Zeek::LDAP

=================================

Compatibility: Zeek 2.6-237+

This package provides an analyzer for Lightweight Directory Access Protocol write operations. The following operations will be written to ldap.log after running the analyzer:

• modifyRequest and modifyResponse
• modifyDNRequest and modifyDNResponse
• addRequest and addResponse
• deleteRequest and deleteResponse
• bindRequest and bindResponse

Additionally, the analyzer will deliver GSSAPI GSS-SPNEGO authentication data in LDAP bindRequests to the gssapi analyzer to be written to the Kerberos or NTLM logs.

Environment Configuration

If using the analyzer as a plugin from the repo:

1. Install zkg manager

• $ pip3 install zkg
• (Recommended: latest version) $ pip3 install git+git://github.com/zeek/package-manager@master

2. Configure zpkg & environment

• zkg needs PATH to zeek-config: $ export PATH=$PATH:/path_to/zeek/build (modify /path/to)
• Run the autoconfiguration: $ zpkg autoconfig
• Setup Zeek's environment to match zkg $ eval $(zkg env)

3. Run the plugin straight from git:

• $ zkg install ldap-analyzer
• Test to make sure the plugin is loaded $ bro -N | grep LDAP (you should see the plugin loaded)
• $ zeek -C -r your_ldap.pcap ( -C is optional and used if the pcap contains checksums.
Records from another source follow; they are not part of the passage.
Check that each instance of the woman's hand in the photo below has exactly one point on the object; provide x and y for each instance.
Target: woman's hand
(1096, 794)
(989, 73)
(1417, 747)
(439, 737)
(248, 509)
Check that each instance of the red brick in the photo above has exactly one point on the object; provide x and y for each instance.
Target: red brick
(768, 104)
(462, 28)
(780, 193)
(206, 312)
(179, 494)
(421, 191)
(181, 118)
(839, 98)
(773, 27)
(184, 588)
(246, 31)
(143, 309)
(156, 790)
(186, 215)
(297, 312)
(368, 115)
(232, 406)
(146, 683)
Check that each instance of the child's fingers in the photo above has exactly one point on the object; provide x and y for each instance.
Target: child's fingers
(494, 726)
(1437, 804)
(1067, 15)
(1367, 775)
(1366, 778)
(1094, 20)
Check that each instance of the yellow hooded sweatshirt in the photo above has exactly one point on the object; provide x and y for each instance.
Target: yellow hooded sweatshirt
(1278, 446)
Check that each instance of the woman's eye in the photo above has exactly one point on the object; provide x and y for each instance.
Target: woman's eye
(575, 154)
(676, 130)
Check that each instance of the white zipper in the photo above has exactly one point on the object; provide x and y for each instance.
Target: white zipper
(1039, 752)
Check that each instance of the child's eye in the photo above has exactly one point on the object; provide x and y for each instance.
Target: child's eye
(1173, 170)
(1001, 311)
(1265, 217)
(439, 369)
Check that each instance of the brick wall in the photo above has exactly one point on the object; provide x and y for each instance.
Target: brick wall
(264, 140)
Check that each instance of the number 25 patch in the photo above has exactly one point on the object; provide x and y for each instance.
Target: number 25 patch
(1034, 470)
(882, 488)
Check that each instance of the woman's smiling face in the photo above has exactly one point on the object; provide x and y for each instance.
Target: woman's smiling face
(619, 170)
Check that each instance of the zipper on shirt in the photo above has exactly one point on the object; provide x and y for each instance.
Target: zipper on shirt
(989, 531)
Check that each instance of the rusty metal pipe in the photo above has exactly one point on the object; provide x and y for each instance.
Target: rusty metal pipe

This must come before the -r )

If using the analyzer as a local plugin:

• $ git clone https://github.com/ZikyHD/ldap-analyzer.git
• $ cd ldap-analyzer
• $ ./configure --bro-dist=/path/to/bro && make
• $ export BRO_PLUGIN_PATH=$BRO_PLUGIN_PATH/path/to/ldap-analyzer
• Check if plugin got loaded $ zeek -N | grep LDAP
• Run it : $ zeek -r your_ldap.pcap

TO DO:

• Testing script produces an error. It attempts to access a non-existent file.